Ela é feita para isso, para suportar o mal-estar. Isso é a essência do trabalho da psicanálise na educação. Não é eliminá-lo. Aliás, toda a civilização não é para outra coisa senão suportar o mal-estar. Escrevemos literatura para isso, para enfrentar coisas difíceis.
Por que a sra. foi para o século 19 falar sobre autismo e escola?
Todo recuo no tempo ajuda a relativizar e enxergar melhor nosso tempo. Se você pensa como era a escola antes, consegue depurar o essencial, que sempre esteve lá. Ajuda a entender melhor a escola de hoje. Ao me projetar nas escola do século 19 é porque ali havia o ideal educativo. Quando a escola quer educar pode integrar o diferente, ser tolerante, e, ainda que nem se falasse de autismo, pode incluir. Embora meu personagem tenha sofrido os efeitos da intolerância, que está arraigada na sociedade.
Em que medida a escola é um lugar privilegiado para infância?
O lugar social da infância é a escola, que faz parte da moldura da infância. Ser criança é ir para escola, é um lugar de identificação. Criança que não vai para escola, como um autista, está fora desse mundo social. A identidade da criança está profundamente articulada ao lugar escolar.
O governo Bolsonaro defende o homeschooling, o que ganhou atenção na pandemia. Qual avaliação?
O homeschooling é a negação mais radical da infância, da participação da criança no espaço público. É uma volta para o espaço familiar inaceitável. A família não pode dar tudo que uma criança precisa. O homeschooling ajuda mais a entender o valor da escola do que a pandemia. É a negação de todas conquistas em termos civilizatórios nos últimos 300 anos. Isso sim é perda irremediável.
Com a pandemia, houve uma convivência forçada entre crianças e pais. Dá para ser otimista com o resultado disso?
Sou muito otimista. Falamos das perdas, mas os ganhos ficam para sempre. Só daqui alguns anos essas crianças vão crescer e contar o que aconteceu no tempo em que as escolas pararam. Houve encontros, não só gritaria, houve adaptação, famílias começaram a se refazer nas relações. Ensinaram o que puderam, entraram nas aulas, observaram, deixaram de lado a loucura da vida, de correr pra cá e pra lá. Tenho certeza que viram coisas que não viam antes.
Maria Cristina Kupfer, 68
Psicanalista, é professora titular sênior da USP (Instituto de Psicologia/Faculdade de Educação). É diretora do Lugar de Vida, centro de Educação Terapêutica.

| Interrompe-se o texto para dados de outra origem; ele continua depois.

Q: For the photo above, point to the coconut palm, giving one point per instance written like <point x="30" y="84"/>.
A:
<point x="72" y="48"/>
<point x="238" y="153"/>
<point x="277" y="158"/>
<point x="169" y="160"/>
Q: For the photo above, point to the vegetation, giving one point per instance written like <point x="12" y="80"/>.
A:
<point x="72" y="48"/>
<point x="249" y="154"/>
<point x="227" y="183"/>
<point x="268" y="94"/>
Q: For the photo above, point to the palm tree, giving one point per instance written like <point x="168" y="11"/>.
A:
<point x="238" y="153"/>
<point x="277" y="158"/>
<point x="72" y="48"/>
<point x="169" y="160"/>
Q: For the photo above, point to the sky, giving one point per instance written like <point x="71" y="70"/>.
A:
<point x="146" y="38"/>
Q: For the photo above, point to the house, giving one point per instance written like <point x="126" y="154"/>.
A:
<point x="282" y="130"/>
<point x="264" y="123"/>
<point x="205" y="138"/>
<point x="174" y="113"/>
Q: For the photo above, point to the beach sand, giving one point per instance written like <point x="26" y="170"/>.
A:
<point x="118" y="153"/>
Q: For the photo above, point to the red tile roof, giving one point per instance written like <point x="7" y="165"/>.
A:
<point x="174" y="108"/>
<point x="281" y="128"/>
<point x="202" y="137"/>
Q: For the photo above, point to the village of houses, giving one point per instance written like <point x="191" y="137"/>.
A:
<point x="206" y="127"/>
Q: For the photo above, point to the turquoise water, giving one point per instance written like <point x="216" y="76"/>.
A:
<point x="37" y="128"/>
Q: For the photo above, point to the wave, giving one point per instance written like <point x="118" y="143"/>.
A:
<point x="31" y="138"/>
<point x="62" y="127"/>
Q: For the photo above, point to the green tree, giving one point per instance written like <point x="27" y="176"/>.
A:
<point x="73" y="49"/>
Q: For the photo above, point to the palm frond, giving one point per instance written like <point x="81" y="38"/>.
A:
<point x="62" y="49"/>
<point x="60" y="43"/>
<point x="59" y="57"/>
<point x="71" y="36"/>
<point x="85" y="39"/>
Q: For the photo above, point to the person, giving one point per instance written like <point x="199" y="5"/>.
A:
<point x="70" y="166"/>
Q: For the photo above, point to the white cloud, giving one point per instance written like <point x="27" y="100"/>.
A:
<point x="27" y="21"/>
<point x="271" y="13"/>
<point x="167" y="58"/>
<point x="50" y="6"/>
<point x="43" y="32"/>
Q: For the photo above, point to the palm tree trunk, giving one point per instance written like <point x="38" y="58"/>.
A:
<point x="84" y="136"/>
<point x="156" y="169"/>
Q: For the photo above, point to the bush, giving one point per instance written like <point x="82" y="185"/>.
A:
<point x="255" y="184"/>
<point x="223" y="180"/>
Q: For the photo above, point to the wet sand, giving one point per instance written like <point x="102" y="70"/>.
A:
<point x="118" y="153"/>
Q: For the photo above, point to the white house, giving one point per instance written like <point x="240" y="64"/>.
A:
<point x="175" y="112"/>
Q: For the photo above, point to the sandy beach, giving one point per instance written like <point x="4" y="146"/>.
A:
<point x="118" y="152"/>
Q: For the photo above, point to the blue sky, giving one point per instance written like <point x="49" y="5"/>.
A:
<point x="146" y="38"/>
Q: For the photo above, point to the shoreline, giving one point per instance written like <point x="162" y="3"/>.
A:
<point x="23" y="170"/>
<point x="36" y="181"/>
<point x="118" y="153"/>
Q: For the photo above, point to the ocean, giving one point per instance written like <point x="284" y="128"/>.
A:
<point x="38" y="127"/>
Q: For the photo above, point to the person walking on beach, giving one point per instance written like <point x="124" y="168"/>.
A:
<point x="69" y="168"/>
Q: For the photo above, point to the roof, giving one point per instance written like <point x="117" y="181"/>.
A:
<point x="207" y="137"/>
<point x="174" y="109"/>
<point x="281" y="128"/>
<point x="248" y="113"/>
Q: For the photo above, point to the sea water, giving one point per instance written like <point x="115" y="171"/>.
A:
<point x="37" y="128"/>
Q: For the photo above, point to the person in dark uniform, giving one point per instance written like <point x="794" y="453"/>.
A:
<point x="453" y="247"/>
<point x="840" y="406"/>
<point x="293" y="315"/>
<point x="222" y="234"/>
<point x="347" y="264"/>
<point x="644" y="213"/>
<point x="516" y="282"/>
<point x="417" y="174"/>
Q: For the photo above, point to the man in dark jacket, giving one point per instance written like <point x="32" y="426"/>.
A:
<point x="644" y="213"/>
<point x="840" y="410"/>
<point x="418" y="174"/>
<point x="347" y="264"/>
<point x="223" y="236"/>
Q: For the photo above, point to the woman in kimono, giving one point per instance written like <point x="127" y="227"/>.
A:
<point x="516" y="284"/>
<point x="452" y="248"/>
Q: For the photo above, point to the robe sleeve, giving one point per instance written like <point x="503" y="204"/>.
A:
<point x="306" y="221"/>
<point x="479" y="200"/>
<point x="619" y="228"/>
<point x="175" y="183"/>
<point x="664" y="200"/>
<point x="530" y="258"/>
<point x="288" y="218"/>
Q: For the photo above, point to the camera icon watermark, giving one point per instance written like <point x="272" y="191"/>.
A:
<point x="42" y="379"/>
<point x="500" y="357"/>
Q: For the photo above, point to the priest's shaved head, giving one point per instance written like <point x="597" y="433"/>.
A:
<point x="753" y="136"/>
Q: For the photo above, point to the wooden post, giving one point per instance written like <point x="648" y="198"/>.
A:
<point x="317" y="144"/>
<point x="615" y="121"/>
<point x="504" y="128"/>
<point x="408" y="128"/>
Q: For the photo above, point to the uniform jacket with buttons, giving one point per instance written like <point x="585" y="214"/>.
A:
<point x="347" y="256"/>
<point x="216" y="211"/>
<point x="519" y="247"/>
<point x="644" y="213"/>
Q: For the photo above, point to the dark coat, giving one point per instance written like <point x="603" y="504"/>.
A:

Graduada em psicologia, é mestre e doutora pela USP. É membro fundadora do Laboratório Interunidades de Estudos e Pesquisas Psicanalíticas e Educacionais sobre a infância, da mesma universidade. Estuda e atua com psicologia escolar desde o final dos anos 1970.
Lança em 2020 o livro “Arthur – Um Autista no Século XIX [com posfácio sobre o autismo no século XXI] (Ed. Escuta)”. É autora, entre outras obras, de “Educação para o Futuro – psicanálise e Educação” (Ed. Escuta, 2000).